Chat Kasus Bupati Bekasi Dihapus, KPK Cari Pihak Pemberi Perintah Perintangan

Chat Kasus Bupati Bekasi Dihapus, KPK Cari Pihak Pemberi Perintah Perintangan

Bisnis.com, JAKARTA — Komisi Pemberantasan Korupsi (KPK) menelusuri pihak-pihak yang diduga menghapus isi percakapan yang berkaitan dengan kasus dugaan suap kepada Bupati Bekasi, Ade Kuswara Kunang.

Hal itu terungkap ketika tim penyidik KPK melakukan penggeledahan dan menyita 5 barang bukti elektronik di Kompleks Perkantoran Kabupaten Bekasi pada Senin (22/12/2025).

“Sedangkan dalam BBE [barang bukti elektronik] yang disita, di antaranya handphone, penyidik menemukan beberapa percakapannya sudah dihapus.
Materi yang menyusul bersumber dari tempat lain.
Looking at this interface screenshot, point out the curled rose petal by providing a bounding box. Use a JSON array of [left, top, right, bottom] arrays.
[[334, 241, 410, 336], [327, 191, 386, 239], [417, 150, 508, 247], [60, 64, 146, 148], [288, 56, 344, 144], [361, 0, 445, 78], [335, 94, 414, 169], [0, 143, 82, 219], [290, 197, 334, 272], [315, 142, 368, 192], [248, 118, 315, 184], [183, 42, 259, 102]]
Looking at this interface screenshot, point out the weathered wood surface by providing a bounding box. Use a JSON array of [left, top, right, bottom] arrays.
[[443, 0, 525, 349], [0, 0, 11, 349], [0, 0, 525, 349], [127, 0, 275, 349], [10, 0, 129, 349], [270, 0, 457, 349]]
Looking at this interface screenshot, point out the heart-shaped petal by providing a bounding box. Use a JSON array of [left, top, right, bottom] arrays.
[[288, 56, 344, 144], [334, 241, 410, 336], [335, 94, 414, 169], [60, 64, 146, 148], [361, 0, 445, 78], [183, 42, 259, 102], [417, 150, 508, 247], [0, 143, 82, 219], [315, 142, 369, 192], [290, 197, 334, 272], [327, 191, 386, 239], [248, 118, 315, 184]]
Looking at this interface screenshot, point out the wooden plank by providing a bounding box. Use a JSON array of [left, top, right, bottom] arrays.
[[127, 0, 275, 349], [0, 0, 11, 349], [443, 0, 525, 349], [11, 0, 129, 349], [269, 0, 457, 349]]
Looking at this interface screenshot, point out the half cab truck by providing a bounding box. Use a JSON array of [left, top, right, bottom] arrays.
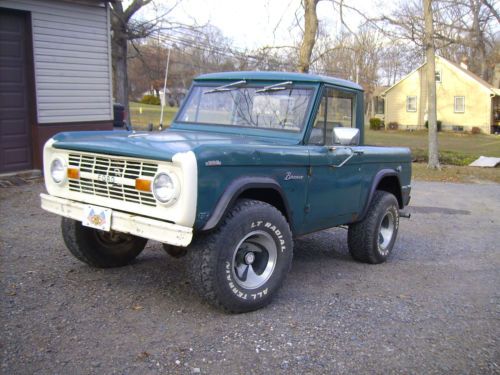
[[41, 72, 411, 312]]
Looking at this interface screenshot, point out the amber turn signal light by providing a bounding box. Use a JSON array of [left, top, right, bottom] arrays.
[[135, 178, 151, 191], [68, 168, 80, 180]]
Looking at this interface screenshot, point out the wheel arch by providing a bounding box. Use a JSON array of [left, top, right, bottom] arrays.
[[201, 177, 293, 232], [357, 169, 404, 221]]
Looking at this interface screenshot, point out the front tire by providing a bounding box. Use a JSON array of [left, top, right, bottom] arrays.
[[188, 200, 293, 313], [347, 190, 399, 264], [61, 217, 148, 268]]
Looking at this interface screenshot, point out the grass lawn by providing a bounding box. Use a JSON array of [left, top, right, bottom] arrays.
[[365, 130, 500, 183], [412, 163, 500, 183], [129, 102, 179, 130], [365, 130, 500, 158]]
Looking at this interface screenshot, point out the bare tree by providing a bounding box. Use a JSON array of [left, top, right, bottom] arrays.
[[111, 0, 181, 117], [297, 0, 319, 73], [423, 0, 441, 169]]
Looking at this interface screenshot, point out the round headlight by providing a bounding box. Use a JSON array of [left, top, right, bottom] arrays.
[[50, 159, 66, 184], [153, 172, 177, 203]]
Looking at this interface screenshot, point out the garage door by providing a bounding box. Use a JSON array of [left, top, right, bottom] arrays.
[[0, 9, 32, 173]]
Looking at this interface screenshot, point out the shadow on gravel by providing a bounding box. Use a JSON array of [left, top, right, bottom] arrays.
[[294, 229, 352, 263], [408, 206, 471, 215]]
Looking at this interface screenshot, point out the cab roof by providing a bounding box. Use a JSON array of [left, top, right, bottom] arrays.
[[195, 72, 363, 91]]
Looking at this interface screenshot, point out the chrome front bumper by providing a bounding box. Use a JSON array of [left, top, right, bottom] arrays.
[[40, 194, 193, 247]]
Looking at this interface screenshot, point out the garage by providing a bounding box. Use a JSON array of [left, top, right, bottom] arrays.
[[0, 0, 113, 175], [0, 9, 32, 173]]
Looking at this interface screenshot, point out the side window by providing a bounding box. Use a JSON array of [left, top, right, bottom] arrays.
[[308, 88, 356, 146]]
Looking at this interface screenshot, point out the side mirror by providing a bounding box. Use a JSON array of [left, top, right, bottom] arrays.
[[333, 128, 359, 146]]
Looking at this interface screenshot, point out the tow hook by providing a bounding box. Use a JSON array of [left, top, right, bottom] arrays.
[[399, 210, 411, 219]]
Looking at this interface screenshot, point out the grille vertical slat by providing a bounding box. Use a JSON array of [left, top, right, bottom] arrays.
[[69, 153, 158, 207]]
KPK akan menelusuri siapa pemberi perintah untuk menghilangkan jejak-jejak komunikasi tersebut,” jelas Budi kepada jurnalis, Selasa (23/12/2025).

Budi menjelaskan selain menyita barang bukti elektronik, tim penyidik juga menyita 49 dokumen pengadaan proyek tahun 2025-2026 yang diduga terkait dengan kasus tersebut.

“Dokumen yang diamankan di antaranya berkaitan dengan proyek-proyek pengadaan tahun 2025 dan rencana pekerjaan pengadaan tahun 2026,” katanya.

Sampai saat ini tim penyidik lembaga antirasuah masih melakukan penggeledahan ke sejumlah titik untuk menghimpun berbagai informasi.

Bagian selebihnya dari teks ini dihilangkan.